Nouvelles histoires extraordinaires par ngc111
On ne se lasse pas du talent d'Edgar Allan Poe à explorer les tréfonds de l'âme humaine, à mettre sous forme de brèves histoires voir de petits contes les tortures que peut subir l'esprit humain. L'auteur américain nous parle du sentiment de culpabilité qui peut amener les meurtriers à se dénoncer, ce même sous une forme détournée, même en tentant de se berner eux-même. Il nous expose la folie des hommes, leurs obsessions maladives qui les poussent à l'acte (des dents insupportables, un art dévorant...) mais aussi leur bêtise (comme lorsque ces derniers se prennent à débattre de qui à la civilisation la plus avancée avec... une momie !).
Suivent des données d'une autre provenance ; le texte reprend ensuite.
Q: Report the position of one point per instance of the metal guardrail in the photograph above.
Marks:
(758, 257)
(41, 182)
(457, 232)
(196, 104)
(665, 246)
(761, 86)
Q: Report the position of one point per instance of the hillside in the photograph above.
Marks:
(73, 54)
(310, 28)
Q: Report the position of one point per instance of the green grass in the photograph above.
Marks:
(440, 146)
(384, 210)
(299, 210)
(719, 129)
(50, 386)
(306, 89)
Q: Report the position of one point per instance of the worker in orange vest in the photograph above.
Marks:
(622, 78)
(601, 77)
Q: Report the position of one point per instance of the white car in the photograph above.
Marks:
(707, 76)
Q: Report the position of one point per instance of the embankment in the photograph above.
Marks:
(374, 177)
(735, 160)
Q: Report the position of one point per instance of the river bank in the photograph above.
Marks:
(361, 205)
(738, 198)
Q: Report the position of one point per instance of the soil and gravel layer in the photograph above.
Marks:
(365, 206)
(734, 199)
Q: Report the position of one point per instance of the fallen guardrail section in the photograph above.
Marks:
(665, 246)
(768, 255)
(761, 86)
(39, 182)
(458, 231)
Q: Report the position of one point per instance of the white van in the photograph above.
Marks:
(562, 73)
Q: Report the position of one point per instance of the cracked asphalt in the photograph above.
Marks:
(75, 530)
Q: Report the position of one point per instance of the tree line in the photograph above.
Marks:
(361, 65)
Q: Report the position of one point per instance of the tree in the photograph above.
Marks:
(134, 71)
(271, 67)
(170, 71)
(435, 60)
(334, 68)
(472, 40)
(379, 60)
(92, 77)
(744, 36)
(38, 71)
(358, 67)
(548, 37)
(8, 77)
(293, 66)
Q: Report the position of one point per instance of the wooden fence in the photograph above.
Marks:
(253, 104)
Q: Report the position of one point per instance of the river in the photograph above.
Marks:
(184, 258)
Mais Poe est aussi un incroyable narrateur de la mort. A travers une maladie symbolique (la peste) ou dans toute autre forme, de façon allégorique (L'île de la fée) ou directe, il sait mieux qui quiconque installer une ambiance de mort, dans le sens premier du terme, avec tout ce que cela implique de décrépitude, de désespoir, de définitif.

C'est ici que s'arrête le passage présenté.